Know The Origin’s recent blog post on palm oil sums this up really well:
‘it doesn’t help to reduce deforestation or human rights violations because the real problem isn’t palm oil itself, but the demand for it. The mass demand for cheap products causes the need for extensive amount of land, by boycotting palm oil it means it’s only a matter of time before producers will simple replace palm oil for another ingredient, and in most cases this will just be another type of oil. This switch would most likely require even more land because palm oil is actually one of the most efficient and sustainable types of oil’

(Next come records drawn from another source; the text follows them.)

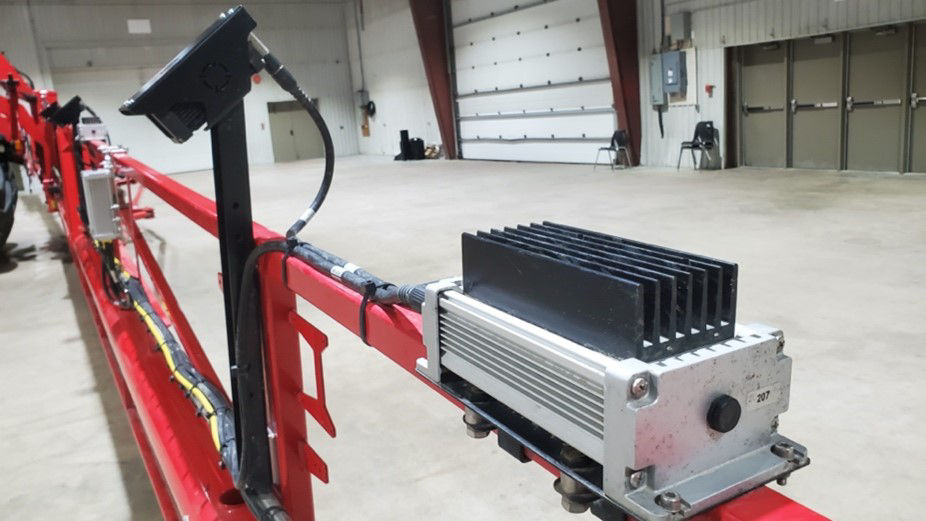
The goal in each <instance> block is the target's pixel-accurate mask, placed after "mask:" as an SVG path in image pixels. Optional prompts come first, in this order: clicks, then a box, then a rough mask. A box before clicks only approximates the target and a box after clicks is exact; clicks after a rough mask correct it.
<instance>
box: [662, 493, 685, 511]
mask: <svg viewBox="0 0 926 521" xmlns="http://www.w3.org/2000/svg"><path fill="white" fill-rule="evenodd" d="M656 504H657V505H659V506H661V507H662V508H664V509H666V510H667V511H668V512H672V513H675V512H681V511H682V508H683V507H684V506H685V504H684V503H683V502H682V496H679V495H678V494H676V493H675V492H672V491H669V492H663V493H662V494H659V495H658V496H656Z"/></svg>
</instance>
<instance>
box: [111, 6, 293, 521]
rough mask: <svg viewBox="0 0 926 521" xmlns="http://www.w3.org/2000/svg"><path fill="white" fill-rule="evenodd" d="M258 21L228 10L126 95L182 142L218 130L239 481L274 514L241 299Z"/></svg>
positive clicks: (214, 177) (257, 381) (265, 428)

So here’s what I think works best in the fight against palm oil destruction:
Reduce our demand
This probably doesn’t look like an overnight boycott, but instead a slower weaning-off process. Buying less and buying better is one of the best ways to healthily manage the amount of palm oil in our lives. The fact is we only have such an insane supply of palm oil because there’s an incredibly high demand, and so reducing this demand overall also reduces the amount that is produced. Ethical consumer has a brilliant list of palm oil free brands and those that aren’t, but get best marks (they also incorporate external criticisms, such as those from Greenpeace, of companies’ palm oil supply chains), and so I trust this list over any product that slaps an RSPO certification on the packaging. The growing use of palm oil is also often linked to the consumption of processed foods, so lifestyle changes like cooking for ourselves with fresh, local and seasonal ingredients, if we are able to, will naturally reduce our reliance on palm oil. These kinds of changes also often have other positive effects. For example deciding to only buy chocolate from a supplier like Divine rather than Mars: not only is their chocolate palm oil free, but it also is created in a direct trade, slavery free supply chain, which is a double win! If we shift how and what we are consuming en masse then overall demand is reduced, rather than simply replacing palm with another oil, which could lead to a greenwashy movement with a less sustainable supply chain than before.

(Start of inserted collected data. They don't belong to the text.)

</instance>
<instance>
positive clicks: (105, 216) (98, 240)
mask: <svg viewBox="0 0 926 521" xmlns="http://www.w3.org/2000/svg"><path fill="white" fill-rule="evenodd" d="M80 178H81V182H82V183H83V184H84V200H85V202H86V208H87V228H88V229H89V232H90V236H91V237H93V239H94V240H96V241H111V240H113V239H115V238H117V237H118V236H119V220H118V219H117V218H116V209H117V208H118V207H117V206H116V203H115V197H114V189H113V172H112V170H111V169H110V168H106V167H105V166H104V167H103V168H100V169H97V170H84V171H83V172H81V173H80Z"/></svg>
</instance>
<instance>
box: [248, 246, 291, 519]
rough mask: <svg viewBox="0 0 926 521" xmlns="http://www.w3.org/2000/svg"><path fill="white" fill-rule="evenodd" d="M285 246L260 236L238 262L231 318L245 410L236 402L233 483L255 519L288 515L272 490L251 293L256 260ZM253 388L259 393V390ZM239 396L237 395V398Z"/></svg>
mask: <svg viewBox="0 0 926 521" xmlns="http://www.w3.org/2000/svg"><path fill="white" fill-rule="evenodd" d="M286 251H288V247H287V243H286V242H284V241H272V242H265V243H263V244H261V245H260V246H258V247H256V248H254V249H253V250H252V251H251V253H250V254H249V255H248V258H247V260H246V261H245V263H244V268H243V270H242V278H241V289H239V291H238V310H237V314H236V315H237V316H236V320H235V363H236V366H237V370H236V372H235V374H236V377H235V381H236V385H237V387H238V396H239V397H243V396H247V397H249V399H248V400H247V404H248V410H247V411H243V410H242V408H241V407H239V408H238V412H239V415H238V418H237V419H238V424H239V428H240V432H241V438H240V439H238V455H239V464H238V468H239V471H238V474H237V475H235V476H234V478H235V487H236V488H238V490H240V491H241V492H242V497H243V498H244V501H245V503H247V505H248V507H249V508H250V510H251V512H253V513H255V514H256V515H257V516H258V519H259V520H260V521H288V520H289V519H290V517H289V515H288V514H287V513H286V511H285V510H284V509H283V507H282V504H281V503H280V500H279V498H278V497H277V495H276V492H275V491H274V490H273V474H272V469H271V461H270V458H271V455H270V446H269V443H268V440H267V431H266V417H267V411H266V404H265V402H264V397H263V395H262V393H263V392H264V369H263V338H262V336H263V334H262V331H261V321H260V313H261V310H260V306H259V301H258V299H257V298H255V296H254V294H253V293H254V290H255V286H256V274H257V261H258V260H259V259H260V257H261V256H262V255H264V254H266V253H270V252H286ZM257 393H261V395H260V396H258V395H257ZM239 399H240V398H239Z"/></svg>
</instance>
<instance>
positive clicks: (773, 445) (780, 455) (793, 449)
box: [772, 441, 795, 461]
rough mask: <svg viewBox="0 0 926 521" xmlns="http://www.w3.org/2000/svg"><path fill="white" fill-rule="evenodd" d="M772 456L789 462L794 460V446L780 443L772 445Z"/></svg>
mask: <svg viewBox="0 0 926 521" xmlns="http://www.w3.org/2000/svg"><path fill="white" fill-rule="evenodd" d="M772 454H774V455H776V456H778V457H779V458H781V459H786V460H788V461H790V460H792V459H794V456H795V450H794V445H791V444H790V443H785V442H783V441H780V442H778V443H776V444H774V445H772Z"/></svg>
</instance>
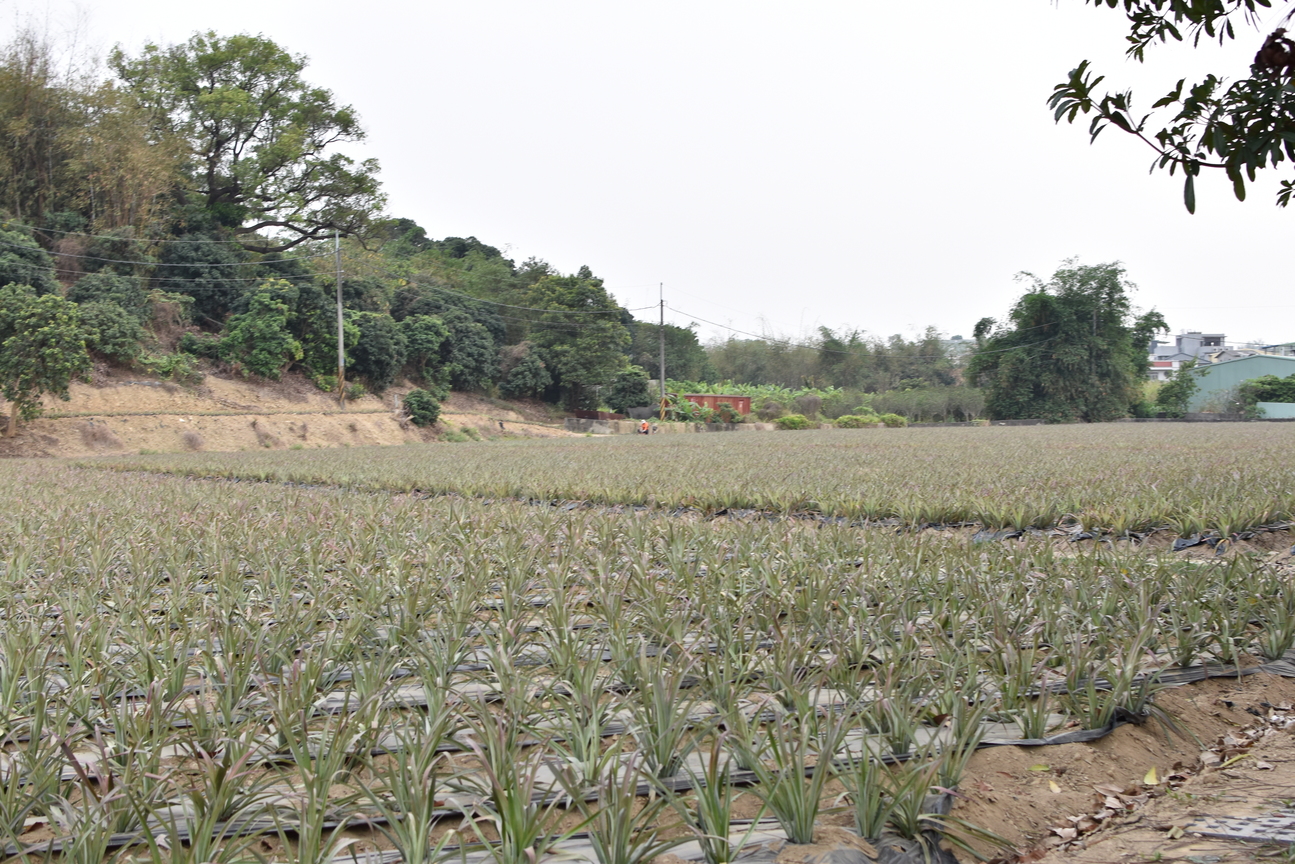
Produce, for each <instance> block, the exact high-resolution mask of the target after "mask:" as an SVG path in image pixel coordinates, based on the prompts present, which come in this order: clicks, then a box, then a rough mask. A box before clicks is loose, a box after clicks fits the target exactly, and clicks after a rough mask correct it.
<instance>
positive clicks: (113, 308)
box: [80, 301, 144, 363]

Boycott in the right places
Greenpeace and SumOfUs often have name-and-shame campaigns focused on the worst and largest players in the palm oil industry. Strategically avoiding the right companies is much more powerful as it helps create short term pressure in the right places, particularly when it comes to those with the most market power. For example Unilever uses over 1 million tonnes of palm oil annually, and so holds greater power to create change. By focusing on the largest offenders, we can deal with the worst of the problem first. If we hold companies using this much of the oil to strong account, aka actually rigorously evaluating and changing their supplier methods rather than hiding behind the RSPO certification, then we can create much more meaningful change.

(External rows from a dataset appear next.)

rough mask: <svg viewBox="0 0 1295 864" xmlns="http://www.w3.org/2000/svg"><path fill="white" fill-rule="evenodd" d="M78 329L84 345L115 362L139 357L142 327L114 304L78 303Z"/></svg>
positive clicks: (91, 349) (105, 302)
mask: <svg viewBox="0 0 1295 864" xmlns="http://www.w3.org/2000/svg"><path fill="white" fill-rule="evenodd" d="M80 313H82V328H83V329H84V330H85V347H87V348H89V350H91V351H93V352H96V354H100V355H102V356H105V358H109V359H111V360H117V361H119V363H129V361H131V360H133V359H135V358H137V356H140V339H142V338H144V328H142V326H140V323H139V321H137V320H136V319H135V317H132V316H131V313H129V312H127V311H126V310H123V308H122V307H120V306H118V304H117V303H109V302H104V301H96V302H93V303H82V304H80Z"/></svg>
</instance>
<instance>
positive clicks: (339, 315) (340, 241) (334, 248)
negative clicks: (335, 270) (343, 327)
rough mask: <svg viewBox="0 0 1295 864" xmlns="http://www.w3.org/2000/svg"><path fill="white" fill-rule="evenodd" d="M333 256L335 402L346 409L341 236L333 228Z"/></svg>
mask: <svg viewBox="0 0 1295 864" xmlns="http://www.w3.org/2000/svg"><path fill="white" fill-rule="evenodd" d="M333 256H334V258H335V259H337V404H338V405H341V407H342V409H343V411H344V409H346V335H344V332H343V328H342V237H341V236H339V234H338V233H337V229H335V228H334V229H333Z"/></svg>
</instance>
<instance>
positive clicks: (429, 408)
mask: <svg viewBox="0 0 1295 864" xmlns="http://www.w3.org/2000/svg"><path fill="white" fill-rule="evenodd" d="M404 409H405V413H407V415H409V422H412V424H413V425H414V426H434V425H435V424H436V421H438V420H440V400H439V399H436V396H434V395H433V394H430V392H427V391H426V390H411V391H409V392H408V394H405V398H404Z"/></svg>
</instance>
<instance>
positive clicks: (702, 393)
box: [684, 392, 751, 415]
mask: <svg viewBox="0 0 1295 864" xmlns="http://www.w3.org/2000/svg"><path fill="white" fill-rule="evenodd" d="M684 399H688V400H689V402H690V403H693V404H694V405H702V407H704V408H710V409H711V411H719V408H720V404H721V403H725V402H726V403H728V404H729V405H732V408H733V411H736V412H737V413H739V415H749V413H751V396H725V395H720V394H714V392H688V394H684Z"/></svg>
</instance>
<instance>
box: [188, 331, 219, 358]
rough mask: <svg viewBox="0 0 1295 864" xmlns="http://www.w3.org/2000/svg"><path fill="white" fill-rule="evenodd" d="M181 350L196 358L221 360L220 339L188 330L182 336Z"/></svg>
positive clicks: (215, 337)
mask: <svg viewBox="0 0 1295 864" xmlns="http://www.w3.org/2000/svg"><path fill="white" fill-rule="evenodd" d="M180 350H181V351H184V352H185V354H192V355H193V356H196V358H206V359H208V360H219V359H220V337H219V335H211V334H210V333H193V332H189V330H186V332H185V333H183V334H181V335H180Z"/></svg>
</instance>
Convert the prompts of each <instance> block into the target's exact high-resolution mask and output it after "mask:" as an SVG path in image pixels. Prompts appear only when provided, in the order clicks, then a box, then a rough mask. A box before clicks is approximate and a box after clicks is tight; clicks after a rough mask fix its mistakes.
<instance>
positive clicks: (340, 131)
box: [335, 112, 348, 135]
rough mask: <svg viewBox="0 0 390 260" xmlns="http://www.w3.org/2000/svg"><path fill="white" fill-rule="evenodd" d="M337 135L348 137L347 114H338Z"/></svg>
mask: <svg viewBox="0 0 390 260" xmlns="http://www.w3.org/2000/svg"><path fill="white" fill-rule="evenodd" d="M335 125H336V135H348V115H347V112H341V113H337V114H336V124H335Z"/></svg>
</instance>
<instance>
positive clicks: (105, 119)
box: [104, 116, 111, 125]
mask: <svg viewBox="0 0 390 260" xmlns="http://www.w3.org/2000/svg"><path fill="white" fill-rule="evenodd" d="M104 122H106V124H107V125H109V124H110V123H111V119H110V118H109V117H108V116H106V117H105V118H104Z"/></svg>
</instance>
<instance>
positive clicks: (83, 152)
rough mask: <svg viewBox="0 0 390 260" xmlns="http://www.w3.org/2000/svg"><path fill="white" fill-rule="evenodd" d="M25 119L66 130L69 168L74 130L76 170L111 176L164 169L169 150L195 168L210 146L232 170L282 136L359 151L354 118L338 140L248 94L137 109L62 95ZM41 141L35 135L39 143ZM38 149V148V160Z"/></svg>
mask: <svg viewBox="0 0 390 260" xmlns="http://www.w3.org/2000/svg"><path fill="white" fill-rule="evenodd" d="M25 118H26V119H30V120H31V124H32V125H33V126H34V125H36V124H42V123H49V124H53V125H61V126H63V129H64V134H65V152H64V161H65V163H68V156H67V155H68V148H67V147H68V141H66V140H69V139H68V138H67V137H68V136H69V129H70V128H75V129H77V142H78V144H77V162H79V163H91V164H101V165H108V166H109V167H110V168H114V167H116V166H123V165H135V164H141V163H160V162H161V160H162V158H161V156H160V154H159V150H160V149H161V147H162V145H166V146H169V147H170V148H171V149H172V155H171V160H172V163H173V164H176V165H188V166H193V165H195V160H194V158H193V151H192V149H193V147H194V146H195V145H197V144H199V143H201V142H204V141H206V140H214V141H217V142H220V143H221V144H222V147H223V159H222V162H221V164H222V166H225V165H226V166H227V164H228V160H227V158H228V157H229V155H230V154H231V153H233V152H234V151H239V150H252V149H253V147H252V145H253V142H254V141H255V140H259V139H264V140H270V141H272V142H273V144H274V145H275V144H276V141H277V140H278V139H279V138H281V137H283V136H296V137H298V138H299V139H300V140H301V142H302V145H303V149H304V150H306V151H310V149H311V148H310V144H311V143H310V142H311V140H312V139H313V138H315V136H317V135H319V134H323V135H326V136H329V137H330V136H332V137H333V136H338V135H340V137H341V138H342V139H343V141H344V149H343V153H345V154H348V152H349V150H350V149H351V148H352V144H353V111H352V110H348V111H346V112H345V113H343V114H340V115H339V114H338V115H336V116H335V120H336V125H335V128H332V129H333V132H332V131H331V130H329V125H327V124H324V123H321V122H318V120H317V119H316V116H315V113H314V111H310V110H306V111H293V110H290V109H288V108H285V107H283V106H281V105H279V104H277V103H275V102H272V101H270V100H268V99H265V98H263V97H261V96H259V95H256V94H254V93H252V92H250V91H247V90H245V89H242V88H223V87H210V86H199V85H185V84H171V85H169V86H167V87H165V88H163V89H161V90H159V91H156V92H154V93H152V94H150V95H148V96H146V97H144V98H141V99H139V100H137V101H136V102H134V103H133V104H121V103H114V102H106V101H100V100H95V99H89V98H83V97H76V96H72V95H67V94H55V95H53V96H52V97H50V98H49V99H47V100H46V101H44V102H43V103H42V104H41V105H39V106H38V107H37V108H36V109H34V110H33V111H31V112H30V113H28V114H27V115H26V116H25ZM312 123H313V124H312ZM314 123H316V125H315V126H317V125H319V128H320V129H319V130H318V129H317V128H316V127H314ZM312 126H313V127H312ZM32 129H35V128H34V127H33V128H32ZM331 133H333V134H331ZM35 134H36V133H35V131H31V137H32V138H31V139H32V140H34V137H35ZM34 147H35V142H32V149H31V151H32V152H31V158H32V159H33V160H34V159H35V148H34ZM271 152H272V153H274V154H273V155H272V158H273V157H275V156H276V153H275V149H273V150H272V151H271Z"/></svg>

Engaging in collective action
We have to act as citizens, not just consumers. Talking to our political representatives about making palm oil labelling mandatory, demanding that palm oil be removed from transport biofuels, and taking part in collective activism, demonstrations and movements ramps up public pressure, but only if it done in a way that demands supply chains change, not that we simply move on to something that’s actually going to be even worse. It’s about demanding that we look at supply chains holistically, and figure out solutions that will really work, not just look good.
Overall palm oil is pretty complicated and confusing. It’s not just about saving orangutans, but about properly managing supply chains and considering every step of the process and its impacts. It’s about demanding better long term thinking, and moving as a society away from hyper consumerism that caused this problem in the first place. It’s a difficult journey, but not impossible.